Saint Anything

Saint Anything by Sarah Dessen

Where did I get it? Given as a gift

23009402Synopsis: Peyton, Sydney’s charismatic older brother, has always been the star of the family, receiving the lion’s share of their parents’ attention and—lately—concern. When Peyton’s increasingly reckless behavior culminates in an accident, a drunk driving conviction, and a jail sentence, Sydney is cast adrift, searching for her place in the family and the world. When everyone else is so worried about Peyton, is she the only one concerned about the victim of the accident?

Enter the Chathams, a warm, chaotic family who run a pizza parlor, play bluegrass on weekends, and pitch in to care for their mother, who has multiple sclerosis. Here Sydney experiences unquestioning acceptance. And here she meets Mac, gentle, watchful, and protective, who makes Sydney feel seen, really seen, for the first time.

My Thoughts:

From previous experience with Sarah Dessen’s novels I started Saint Anything not really expecting to like it very much. However that was not the case!

I felt genuinely sorry for Sydney as she was constantly rated behind her brother, Peyton, in terms of importance. Her mother was portrayed well and I felt frustrated when she took away Sydney’s privileges and over-looked Sydney’s point of view on the matter.

The rest of Sydney’s family did not really play that big a role in the plot. This wasn’t really an issue for me, other than I would have liked to see more into Peyton’s mind and what he was thinking, wasting his life like that!

The Chatham family were well written and I felt all the siblings shared a realistic love-hate relationship with each other. The family restaurant that the family owned was a nice touch to the novel and all that talk of pizza and fries has left me feeling very hungry!

The romance in the novel was nicely balanced out with the issues that Sydney was going through at home and the friendship that Layla and the MC shared was one that I wish everyone could experience.

One problem I did have with Saint Anything, however was the ending. It was a slight cliff-hanger and I would like to have seen what happened next. Considering this is most likely a stand-alone novel I probably won’t have the chance to see how David Ibarra reacted and this lowered the over-all rating for me.

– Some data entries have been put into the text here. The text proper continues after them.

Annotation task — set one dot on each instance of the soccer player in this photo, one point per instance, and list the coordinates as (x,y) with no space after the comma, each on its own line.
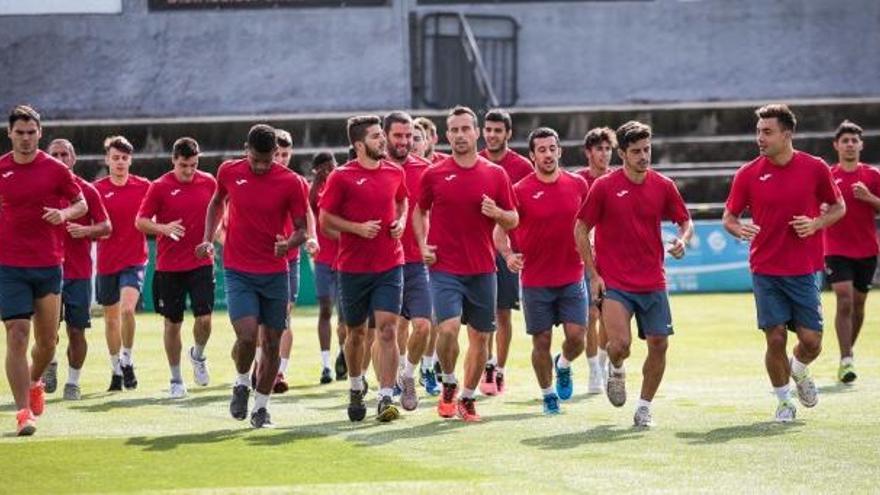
(783,189)
(122,257)
(262,197)
(76,292)
(462,198)
(497,131)
(174,211)
(599,144)
(38,194)
(626,208)
(365,201)
(554,293)
(851,245)
(417,308)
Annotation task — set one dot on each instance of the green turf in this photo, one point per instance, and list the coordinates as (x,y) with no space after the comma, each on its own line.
(713,432)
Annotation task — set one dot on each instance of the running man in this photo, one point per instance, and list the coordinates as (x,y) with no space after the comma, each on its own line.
(627,278)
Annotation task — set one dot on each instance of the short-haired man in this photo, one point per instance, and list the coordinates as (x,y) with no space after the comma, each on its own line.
(122,257)
(497,131)
(365,201)
(262,197)
(38,194)
(599,145)
(548,202)
(174,211)
(76,292)
(626,208)
(784,189)
(851,245)
(464,197)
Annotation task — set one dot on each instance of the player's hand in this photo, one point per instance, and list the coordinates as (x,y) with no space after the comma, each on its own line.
(429,254)
(748,231)
(53,215)
(514,262)
(204,250)
(676,248)
(803,225)
(369,229)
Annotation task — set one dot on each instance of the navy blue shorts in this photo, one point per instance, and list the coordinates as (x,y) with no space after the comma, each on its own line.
(416,292)
(108,287)
(76,300)
(470,297)
(19,287)
(792,301)
(546,307)
(260,295)
(293,279)
(508,285)
(364,293)
(653,316)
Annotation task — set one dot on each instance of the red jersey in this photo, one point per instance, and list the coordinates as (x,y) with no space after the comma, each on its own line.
(547,214)
(854,235)
(126,246)
(168,200)
(26,240)
(359,194)
(627,217)
(774,195)
(78,252)
(259,208)
(454,195)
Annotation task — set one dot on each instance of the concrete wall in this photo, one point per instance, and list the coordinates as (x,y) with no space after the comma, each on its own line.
(143,63)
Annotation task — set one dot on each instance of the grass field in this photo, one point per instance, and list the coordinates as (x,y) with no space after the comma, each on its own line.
(714,431)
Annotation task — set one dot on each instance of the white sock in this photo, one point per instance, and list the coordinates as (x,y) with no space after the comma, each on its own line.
(260,401)
(782,393)
(73,376)
(243,379)
(175,374)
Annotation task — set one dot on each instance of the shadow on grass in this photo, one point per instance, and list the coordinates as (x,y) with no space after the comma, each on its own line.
(761,429)
(599,434)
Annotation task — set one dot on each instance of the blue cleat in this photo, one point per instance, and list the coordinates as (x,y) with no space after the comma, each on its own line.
(564,386)
(551,404)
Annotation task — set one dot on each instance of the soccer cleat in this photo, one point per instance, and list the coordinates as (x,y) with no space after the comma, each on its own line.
(551,404)
(431,386)
(37,398)
(487,381)
(386,410)
(280,386)
(846,373)
(326,376)
(71,392)
(341,366)
(50,377)
(467,411)
(806,387)
(115,383)
(616,388)
(564,385)
(409,399)
(643,418)
(261,419)
(357,410)
(200,370)
(129,380)
(27,424)
(238,404)
(177,390)
(785,412)
(446,404)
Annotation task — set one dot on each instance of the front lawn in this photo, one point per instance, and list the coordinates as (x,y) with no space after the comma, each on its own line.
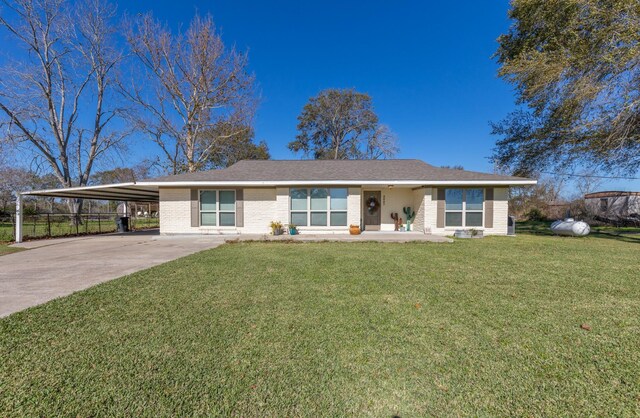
(477,327)
(5,249)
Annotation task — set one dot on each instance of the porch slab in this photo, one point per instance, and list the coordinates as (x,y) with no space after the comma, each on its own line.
(365,236)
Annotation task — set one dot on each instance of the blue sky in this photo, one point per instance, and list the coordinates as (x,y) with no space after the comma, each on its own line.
(427,66)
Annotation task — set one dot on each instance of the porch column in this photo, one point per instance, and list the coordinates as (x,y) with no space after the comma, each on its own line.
(19,218)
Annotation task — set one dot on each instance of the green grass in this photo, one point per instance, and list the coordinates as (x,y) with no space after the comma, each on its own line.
(477,327)
(5,249)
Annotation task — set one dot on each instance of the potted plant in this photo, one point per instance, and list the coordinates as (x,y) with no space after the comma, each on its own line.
(276,227)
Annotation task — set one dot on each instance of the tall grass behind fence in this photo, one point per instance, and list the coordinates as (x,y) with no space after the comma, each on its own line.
(62,224)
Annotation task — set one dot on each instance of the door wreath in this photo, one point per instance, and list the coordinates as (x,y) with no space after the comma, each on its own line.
(372,205)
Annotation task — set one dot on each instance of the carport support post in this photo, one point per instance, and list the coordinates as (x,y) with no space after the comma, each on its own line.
(19,218)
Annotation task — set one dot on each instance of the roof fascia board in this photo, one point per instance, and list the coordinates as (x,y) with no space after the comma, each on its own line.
(342,182)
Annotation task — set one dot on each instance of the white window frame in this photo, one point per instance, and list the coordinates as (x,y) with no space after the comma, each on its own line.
(217,211)
(464,210)
(328,211)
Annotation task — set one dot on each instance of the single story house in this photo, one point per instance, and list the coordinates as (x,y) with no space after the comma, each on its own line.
(319,196)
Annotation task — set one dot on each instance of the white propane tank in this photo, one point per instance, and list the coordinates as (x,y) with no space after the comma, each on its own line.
(570,227)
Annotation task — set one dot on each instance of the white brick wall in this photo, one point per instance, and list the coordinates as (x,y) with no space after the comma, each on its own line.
(419,208)
(175,212)
(354,211)
(259,210)
(263,205)
(282,205)
(393,200)
(500,213)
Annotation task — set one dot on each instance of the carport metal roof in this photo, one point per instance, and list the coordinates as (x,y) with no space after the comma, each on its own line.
(121,191)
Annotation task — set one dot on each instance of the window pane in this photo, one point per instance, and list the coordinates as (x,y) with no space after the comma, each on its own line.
(475,197)
(319,199)
(298,199)
(473,219)
(208,200)
(338,218)
(208,219)
(338,199)
(453,219)
(227,200)
(318,218)
(453,199)
(299,218)
(227,218)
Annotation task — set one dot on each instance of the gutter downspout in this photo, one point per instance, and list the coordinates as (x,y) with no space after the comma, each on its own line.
(19,218)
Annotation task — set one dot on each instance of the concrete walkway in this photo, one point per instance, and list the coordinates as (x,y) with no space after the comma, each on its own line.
(59,267)
(365,236)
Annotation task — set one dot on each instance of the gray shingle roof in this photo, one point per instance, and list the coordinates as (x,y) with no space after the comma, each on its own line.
(335,170)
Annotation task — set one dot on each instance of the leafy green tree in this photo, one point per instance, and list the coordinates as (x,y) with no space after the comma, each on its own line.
(575,65)
(341,124)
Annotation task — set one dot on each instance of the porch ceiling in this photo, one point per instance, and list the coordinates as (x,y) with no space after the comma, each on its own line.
(121,191)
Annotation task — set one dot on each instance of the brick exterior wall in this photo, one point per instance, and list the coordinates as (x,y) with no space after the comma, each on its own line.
(354,211)
(259,209)
(263,205)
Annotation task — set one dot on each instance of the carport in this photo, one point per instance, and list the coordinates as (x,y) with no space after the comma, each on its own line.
(125,192)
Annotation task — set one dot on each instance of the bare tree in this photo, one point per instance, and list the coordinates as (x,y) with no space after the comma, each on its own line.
(382,144)
(192,84)
(56,96)
(341,124)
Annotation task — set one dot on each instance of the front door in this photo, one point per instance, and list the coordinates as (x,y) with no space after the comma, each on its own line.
(372,209)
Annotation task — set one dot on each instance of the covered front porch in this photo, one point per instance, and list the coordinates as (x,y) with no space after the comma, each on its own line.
(391,208)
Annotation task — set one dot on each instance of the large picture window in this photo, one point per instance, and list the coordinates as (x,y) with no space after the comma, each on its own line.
(217,208)
(464,207)
(318,207)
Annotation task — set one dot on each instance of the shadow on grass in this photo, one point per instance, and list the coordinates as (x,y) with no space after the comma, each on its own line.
(544,229)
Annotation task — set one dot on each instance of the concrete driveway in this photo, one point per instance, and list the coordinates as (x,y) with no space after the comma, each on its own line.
(59,267)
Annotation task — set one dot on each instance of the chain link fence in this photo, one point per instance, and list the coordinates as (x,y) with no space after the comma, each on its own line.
(50,225)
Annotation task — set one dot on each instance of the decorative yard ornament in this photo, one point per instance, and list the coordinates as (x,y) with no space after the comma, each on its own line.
(372,205)
(410,216)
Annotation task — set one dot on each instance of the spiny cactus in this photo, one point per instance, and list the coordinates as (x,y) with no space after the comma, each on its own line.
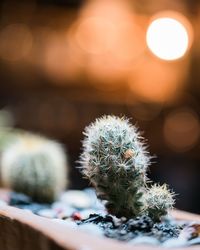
(115,161)
(158,200)
(35,166)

I would probably recommend this book and I will definitely be considering reading more of Sarah Dessen’s work in the future.

Rating: 3.5/5


  1. I am kind of shocked that you gave this book such a low rating for such a small reason. I personally LOVED this book and would give it 5 stars all around and recommend this book, as well as any of Sarah’s other books, to anyone. I think you may be looking at this from the wrong perspective. I totally understand being dissapointed in the cliffhanger ending, I mean I definitely would have liked too see what that conversation would have been like, but I don’t think the actual conversation was the point. Throughout the book, Sydney was plagued with guilt over what her brother did (and her parents vile reaction) and even expressed that she wished that she could have apologized to him or atleast let him know that even if no one else cared, that she did. Sydney had two run ins with David where she either ran or froze up and I think the whole point of the ending was the fact that she finally got the courage to meet with him and look him in the eye and apologize and say everything she wanted to say to him. Also, in Sarah Dessen books, I think it is safe to say that the ending is always good and also that even if in a very small way, we will get to see how things turn out for Sydney in a future book.

    Anyway cute blog.

    Liked by 1 person

    1. I guess I see where you are coming from. I like the development that Sydney experienced throughout the book. I recently read “The Moon and More” and I would give that book 4 stars. Anyway, thank you for taking the time to comment, and I will definitely be reading more of Sarah’s books.